There will be at least two other displays: (1) a terrain display that shows the planned route and how it has been worked out to avoid mountains and other obstacles. Unless over-ridden by the pilot, all flights will be planned at or above the calculated safety height. This will mean that the route can be flown safely under IFR and in IMC, especially if the weather is not as forecast. And (2) an information display that displays such things as anticipated manoeuvres, prioritised aircraft system warnings, obstacles in close proximity to the aircraft and main rotor’s tips, ATC instructions, ADS-B data and possibly weather. Weather radars are not too expensive these days, and there is a possibility that power cable sensors might soon be as well.

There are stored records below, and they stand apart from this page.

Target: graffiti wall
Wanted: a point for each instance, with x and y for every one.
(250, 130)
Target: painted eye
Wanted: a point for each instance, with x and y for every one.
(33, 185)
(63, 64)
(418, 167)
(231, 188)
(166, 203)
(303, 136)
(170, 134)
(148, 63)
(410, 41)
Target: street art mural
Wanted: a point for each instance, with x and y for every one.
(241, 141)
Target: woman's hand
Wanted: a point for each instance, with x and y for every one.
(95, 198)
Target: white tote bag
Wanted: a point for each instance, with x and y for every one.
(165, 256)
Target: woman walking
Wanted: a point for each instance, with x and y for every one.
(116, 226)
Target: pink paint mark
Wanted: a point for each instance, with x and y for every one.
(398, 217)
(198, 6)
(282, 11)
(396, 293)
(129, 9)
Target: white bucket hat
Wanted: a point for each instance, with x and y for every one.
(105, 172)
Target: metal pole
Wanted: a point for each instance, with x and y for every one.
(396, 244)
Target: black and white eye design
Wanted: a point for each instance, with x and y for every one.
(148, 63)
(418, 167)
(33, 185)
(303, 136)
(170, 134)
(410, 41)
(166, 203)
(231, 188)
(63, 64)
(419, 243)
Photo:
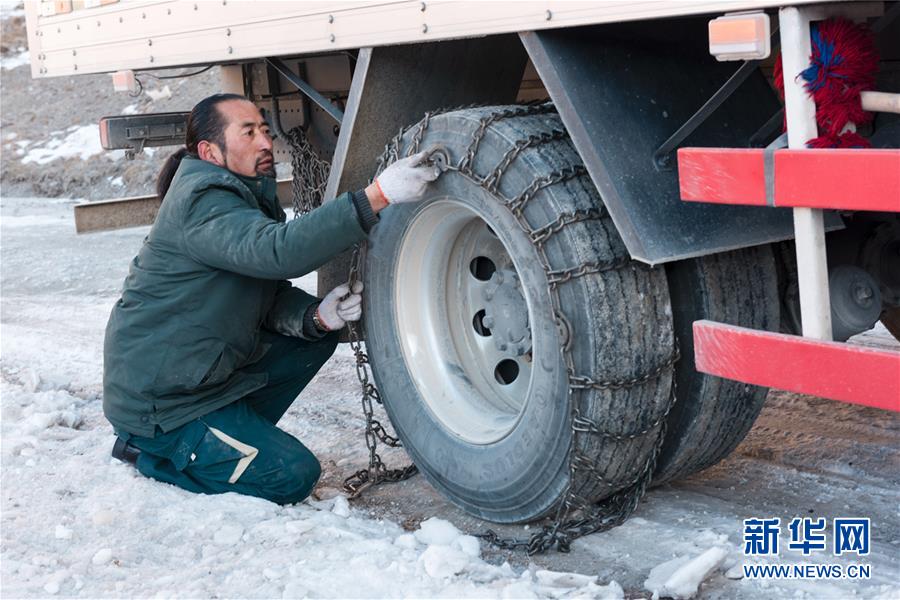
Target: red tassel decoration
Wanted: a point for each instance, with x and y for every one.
(843, 64)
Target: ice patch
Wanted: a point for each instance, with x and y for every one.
(17, 60)
(436, 531)
(81, 141)
(681, 577)
(443, 561)
(160, 93)
(341, 507)
(102, 556)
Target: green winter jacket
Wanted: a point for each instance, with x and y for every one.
(208, 277)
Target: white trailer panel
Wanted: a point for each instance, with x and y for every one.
(104, 36)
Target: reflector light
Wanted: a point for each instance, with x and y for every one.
(740, 37)
(123, 81)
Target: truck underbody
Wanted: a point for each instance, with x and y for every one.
(533, 325)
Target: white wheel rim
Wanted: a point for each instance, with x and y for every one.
(475, 390)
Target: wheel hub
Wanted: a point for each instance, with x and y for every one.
(506, 313)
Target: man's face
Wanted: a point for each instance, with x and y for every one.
(248, 144)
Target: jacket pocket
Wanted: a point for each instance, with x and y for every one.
(221, 369)
(182, 371)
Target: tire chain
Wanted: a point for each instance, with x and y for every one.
(310, 173)
(576, 516)
(310, 177)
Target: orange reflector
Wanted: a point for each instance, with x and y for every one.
(740, 37)
(124, 81)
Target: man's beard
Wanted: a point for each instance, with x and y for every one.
(267, 172)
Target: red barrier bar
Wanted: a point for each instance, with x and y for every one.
(722, 175)
(844, 372)
(850, 179)
(842, 179)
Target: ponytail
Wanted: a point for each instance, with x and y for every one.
(167, 173)
(204, 123)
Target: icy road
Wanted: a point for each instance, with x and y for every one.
(77, 523)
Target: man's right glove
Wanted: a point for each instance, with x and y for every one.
(406, 179)
(333, 313)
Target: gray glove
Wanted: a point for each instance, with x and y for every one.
(407, 179)
(335, 309)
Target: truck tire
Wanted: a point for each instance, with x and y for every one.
(460, 331)
(712, 414)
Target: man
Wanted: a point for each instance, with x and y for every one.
(210, 344)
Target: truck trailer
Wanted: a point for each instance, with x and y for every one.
(630, 241)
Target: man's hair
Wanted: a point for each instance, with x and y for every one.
(205, 122)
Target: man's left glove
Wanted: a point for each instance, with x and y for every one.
(339, 306)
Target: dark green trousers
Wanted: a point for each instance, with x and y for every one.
(238, 448)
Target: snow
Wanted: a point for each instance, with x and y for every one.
(20, 59)
(80, 141)
(78, 523)
(681, 577)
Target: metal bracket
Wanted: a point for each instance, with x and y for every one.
(310, 92)
(663, 156)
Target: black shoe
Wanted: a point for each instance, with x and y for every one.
(125, 451)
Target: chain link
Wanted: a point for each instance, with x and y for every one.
(576, 515)
(310, 173)
(310, 176)
(376, 472)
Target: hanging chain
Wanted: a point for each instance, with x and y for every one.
(310, 176)
(310, 173)
(376, 472)
(575, 515)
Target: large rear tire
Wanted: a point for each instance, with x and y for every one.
(712, 414)
(461, 334)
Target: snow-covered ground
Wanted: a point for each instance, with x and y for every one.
(77, 523)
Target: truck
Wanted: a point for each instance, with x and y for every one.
(630, 241)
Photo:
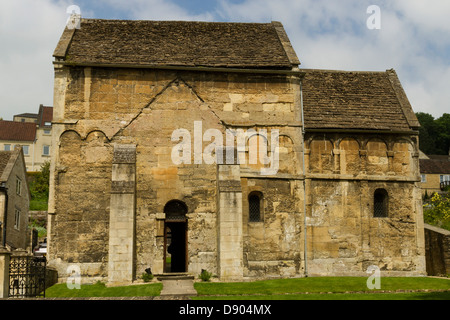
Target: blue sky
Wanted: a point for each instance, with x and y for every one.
(414, 39)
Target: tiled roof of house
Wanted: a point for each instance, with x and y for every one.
(432, 166)
(178, 43)
(45, 116)
(17, 131)
(356, 100)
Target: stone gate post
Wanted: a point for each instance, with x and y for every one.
(5, 257)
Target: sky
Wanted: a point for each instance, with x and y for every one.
(410, 36)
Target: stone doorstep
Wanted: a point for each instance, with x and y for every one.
(174, 276)
(177, 284)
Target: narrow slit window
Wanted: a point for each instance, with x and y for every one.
(380, 204)
(254, 207)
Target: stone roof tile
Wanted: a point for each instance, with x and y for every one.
(177, 43)
(355, 100)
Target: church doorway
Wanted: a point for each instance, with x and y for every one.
(175, 237)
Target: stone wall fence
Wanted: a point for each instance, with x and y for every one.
(51, 275)
(437, 246)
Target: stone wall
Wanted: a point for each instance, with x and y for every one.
(97, 108)
(344, 236)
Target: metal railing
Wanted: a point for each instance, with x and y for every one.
(27, 276)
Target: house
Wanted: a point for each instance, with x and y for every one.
(14, 200)
(33, 133)
(200, 145)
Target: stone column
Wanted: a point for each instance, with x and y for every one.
(5, 257)
(229, 221)
(122, 216)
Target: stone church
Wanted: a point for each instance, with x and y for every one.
(156, 127)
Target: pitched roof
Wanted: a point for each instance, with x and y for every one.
(8, 160)
(177, 43)
(45, 115)
(356, 100)
(432, 166)
(17, 131)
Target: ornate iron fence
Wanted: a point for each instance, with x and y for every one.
(27, 276)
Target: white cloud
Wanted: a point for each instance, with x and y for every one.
(414, 39)
(29, 32)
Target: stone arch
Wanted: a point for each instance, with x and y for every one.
(287, 156)
(70, 148)
(403, 150)
(321, 155)
(350, 162)
(96, 148)
(175, 236)
(377, 156)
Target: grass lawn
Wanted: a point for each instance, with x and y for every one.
(100, 290)
(286, 289)
(313, 288)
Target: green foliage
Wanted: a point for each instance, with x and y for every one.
(434, 134)
(205, 275)
(437, 211)
(39, 188)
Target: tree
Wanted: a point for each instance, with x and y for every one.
(434, 134)
(39, 188)
(437, 210)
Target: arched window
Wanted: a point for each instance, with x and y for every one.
(175, 211)
(254, 207)
(380, 203)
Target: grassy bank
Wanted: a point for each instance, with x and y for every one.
(101, 290)
(344, 288)
(314, 288)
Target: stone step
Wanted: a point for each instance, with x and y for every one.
(174, 276)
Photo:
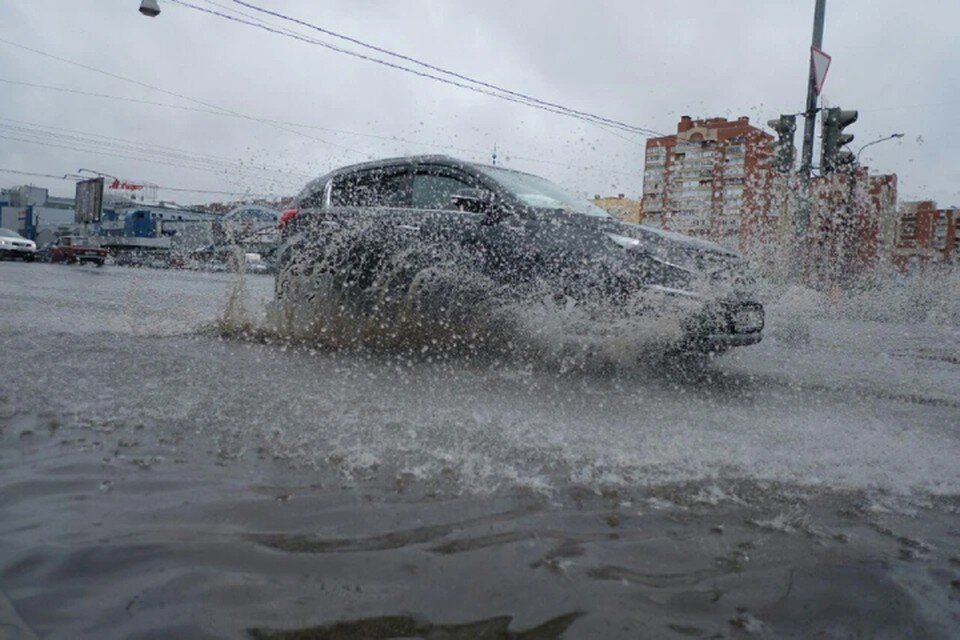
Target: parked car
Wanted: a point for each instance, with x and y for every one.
(371, 228)
(77, 249)
(13, 245)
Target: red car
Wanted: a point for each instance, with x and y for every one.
(73, 249)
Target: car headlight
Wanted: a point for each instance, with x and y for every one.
(624, 241)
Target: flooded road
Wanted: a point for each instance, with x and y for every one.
(158, 479)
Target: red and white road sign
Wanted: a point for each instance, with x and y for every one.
(820, 62)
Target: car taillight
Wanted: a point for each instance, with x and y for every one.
(287, 216)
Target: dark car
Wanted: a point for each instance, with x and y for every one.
(77, 249)
(370, 233)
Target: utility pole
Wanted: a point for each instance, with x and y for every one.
(810, 115)
(801, 223)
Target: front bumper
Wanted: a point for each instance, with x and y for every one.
(18, 252)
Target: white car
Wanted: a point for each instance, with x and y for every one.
(13, 245)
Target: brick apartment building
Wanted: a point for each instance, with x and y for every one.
(926, 235)
(712, 180)
(852, 218)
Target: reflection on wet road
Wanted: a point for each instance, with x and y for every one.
(158, 479)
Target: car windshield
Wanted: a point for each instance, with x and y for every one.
(540, 193)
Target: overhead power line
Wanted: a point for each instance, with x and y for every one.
(174, 94)
(467, 83)
(453, 74)
(166, 152)
(65, 178)
(288, 123)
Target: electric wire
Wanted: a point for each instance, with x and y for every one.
(478, 89)
(385, 138)
(66, 178)
(454, 74)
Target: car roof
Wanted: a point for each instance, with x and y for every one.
(318, 183)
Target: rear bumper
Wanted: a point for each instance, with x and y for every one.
(18, 252)
(731, 323)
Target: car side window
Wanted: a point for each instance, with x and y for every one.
(434, 191)
(375, 188)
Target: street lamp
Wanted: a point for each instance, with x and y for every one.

The pilot will be able to switch between autonomous flight, semi-autonomous flight and manual flight at will and dependent on what his licence allows him to do. ‘Autonomous flight’ will be essentially ‘hands off’, with the pilot acting as a monitor, whilst semi-autonomous flight will ‘hands on the joystick and power lever’ but with the aircraft controller having to obey all the limitations being imposed on it for safe flight, inside-the-envelope flight, obstacle avoidance, etc. Transition from autonomous to semi-autonomous flight will be via a switch on the joystick or the pilot moving the stick. The pilot’s level of attention will be monitored at all times. In semi-autonomous flight, the pilot will be able to depart from a planned route and automatically return to a planned route. A ‘get me home’ button is an obvious possibility. In manual flight the pilot would have total control, but the flight control system would prevent any overstress of airframe or rotor or entry into uncontrolled flight such as the vortex ring state.